5.0居酒屋を舞台にした壮大な反戦ドラマ

2023年11月30日
PCから投稿
鑑賞方法:試写会

怖い

終戦後、瓦礫と化した町の片隅で居酒屋を営み、奥の座敷では体を売って生計を立てているヒロインの視点で、物語は進んでいく。店には腹を空かせた少年や、心に深い傷を負った復員兵や、闇市で強かに生きるテキ屋の男たちがやってくるが、外の状況はあまりよく分からない。
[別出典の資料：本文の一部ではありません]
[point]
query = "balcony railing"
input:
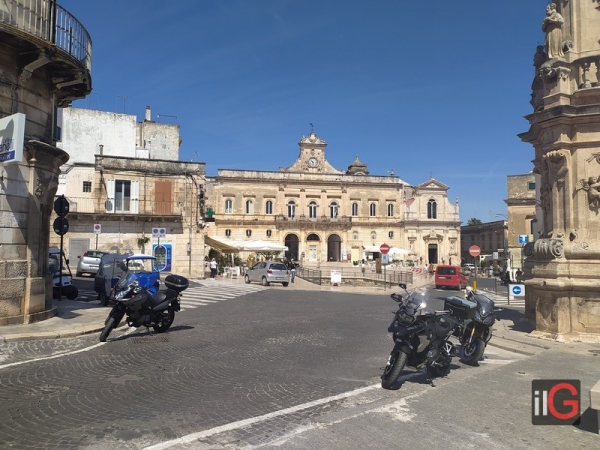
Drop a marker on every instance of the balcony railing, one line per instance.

塚本晋也監督の演出は、小さな窓(居酒屋)から大きな世界(瓦礫の町の状況と人々の生活)を覗き見するようなミニマムな手法に徹している。その効果は、膨大な予算を注ぎ込んだどんな戦争ドラマよりも強力だ。居酒屋を舞台にした壮大な反戦ドラマ、というのが率直な感想だ。

もう1点、別の復員兵に関するシーンでは一瞬鳥肌が立つほど怖い思いをさせられる。戦争の残虐を人物の顔と格子窓の光で表現したキラーショットは、今思い出しても体が震える。なぜなら、そこにも監督の強い思いが込められているから。大枠から細部まで、メッセージ性がパワフルな作品だ。